The Sounders have won only one of six games (1-2-3) as they prepare to face defending champion Colorado Friday (9:30 p.m., FSC) at Dicks’ Sporting Goods Park. Zakuani thinks that record is deceiving and that pretty soon, Seattle will start converting ties into wins.
“Sometimes you think a point on the road is a point won, sometimes it is a point lost,” he said after a 2-2 tie in San Jose. “Tonight, this was a point lost for us. Tonight was a really good performance on the road against a really good team. When you come in, and played the way we played, you’re disappointed, because the three points was there for us to take.”
A 1-0 loss to Los Angeles in the season opener predicated a three-game stretch without a win that -- along with striker Blaise Nkufo’s abrupt departure just hours before the Galaxy game -- prompted speculation things were spinning out of control. Zakuani refutes that notion.
“We have a young team, a team that believes in itself, and a coach who always goes out to win,” says the 23-year-old Zakuani, who was born in Kinshasa, Congo, and raised in London and led the college ranks in goals (20) for Akron prior to signing with MLS for the 2009 SuperDraft, in which he was the No. 1 pick. “As long as my coach and my teammates and the organization are not panicking, I’m not going to panic. I just think we have a lot of talent on this team and eventually it’s going to turn around.”
Of his own accord, he’s determined to be more of a leader this year, which is a continuance of a zealous, demanding persona that emerged in 2010, particularly as the Sounders struggled through a rough first half of the season.
“I would say yes, and maybe I put it more on myself than [Coach] Sigi [Schmid] does,” he says. “It’s just one of those things where you grow.

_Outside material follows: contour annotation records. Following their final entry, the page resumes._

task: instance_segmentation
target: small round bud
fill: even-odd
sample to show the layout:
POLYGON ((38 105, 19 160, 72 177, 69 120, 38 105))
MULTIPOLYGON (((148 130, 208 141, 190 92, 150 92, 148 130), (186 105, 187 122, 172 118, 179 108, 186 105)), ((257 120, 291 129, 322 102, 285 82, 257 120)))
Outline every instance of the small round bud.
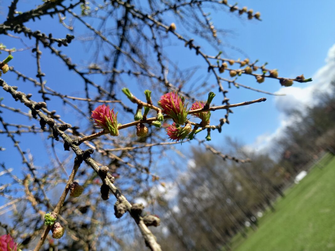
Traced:
POLYGON ((77 182, 73 182, 70 186, 70 196, 71 197, 78 197, 84 191, 84 188, 77 182))
POLYGON ((44 225, 46 226, 52 226, 56 221, 57 217, 53 212, 50 212, 44 216, 44 225))
POLYGON ((146 215, 143 217, 143 222, 148 227, 151 226, 157 227, 160 224, 160 219, 153 215, 146 215))
POLYGON ((230 7, 230 12, 233 12, 236 10, 238 9, 237 7, 236 6, 232 6, 230 7))
POLYGON ((117 200, 114 204, 114 210, 115 211, 114 214, 117 218, 119 219, 127 211, 127 205, 123 202, 117 200))
POLYGON ((219 67, 219 72, 220 73, 223 73, 224 72, 224 67, 223 65, 221 65, 219 67))
POLYGON ((293 80, 292 79, 281 79, 280 84, 283 86, 288 87, 293 84, 293 80))
POLYGON ((52 232, 52 237, 55 239, 59 239, 64 235, 65 228, 59 222, 56 222, 52 227, 51 231, 52 232))
POLYGON ((184 127, 184 129, 185 130, 185 131, 187 133, 187 134, 188 134, 192 131, 192 125, 189 123, 188 123, 185 125, 185 126, 184 127))
POLYGON ((252 73, 252 70, 249 66, 247 66, 244 69, 244 72, 247 74, 251 74, 252 73))
POLYGON ((256 76, 256 79, 257 80, 257 82, 260 84, 261 83, 263 83, 264 82, 265 78, 263 76, 258 75, 256 76))
POLYGON ((171 23, 171 24, 170 25, 170 27, 169 27, 169 29, 173 31, 174 31, 177 28, 176 24, 174 23, 171 23))
POLYGON ((2 70, 2 71, 4 73, 6 73, 8 71, 8 70, 9 69, 9 67, 8 66, 8 65, 6 64, 1 68, 1 70, 2 70))
POLYGON ((276 70, 271 70, 269 71, 269 72, 270 74, 270 76, 274 78, 276 78, 278 77, 278 72, 276 70))
POLYGON ((229 74, 230 77, 235 77, 237 74, 237 72, 233 70, 231 70, 229 72, 229 74))
POLYGON ((143 124, 139 123, 136 126, 136 135, 138 137, 143 138, 148 134, 148 128, 143 124))

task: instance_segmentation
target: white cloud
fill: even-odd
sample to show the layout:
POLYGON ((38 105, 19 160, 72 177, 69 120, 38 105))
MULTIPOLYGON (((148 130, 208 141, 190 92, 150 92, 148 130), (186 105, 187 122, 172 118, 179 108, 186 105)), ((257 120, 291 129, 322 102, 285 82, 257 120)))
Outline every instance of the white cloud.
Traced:
POLYGON ((285 96, 276 97, 275 99, 276 106, 281 112, 279 115, 279 126, 272 133, 268 133, 258 136, 252 145, 245 147, 246 149, 262 151, 271 149, 269 147, 271 146, 271 142, 280 137, 285 127, 293 121, 292 118, 288 117, 284 114, 285 109, 288 107, 294 107, 303 112, 307 107, 316 104, 314 96, 316 93, 329 91, 329 84, 335 77, 335 44, 328 51, 325 61, 325 65, 319 69, 312 77, 312 82, 302 84, 304 85, 302 87, 299 87, 297 84, 295 86, 283 87, 276 92, 286 94, 285 96))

Last year was my second year and I was more vocal, more demonstrative than I was in my first year, and I think it’s the same thing my third season.”
In the last two games, Seattle has beaten Chicago, 2-1, for its first win of the season and last weekend snatched a point in Philly when Alvaro Fernandez nodded home a Montero cross in stoppage time; definitely “a point won,” in Zakuani’s terms.
Zakuani and O’Brian White lead the team with two goals apiece. Montero and Nate Jaqua have yet to net a goal. Last year he tied – with Montero -- for the team lead in league goals with 10, to go along with six assists.
Regardless of who he plays with, Zakuani wants to confirm his reputation as a goalscorer as much as a setup man.
“I should be able to score 10 goals this year and make other teams see me as a goalscoring threat,” he says. “Primarily I’m a midfielder and I’m supposed to give assists. It depends on the game, but I definitely feel I can contribute for this team more than I did last year. I want to keep progressing and I’m one of the guys who has been here all three seasons.
“We know each other pretty well and we like the coach and here in Seattle, this is a place I feel comfortable. I think I’ve built something for myself the past two and a half years and I’ve just got to keep going.”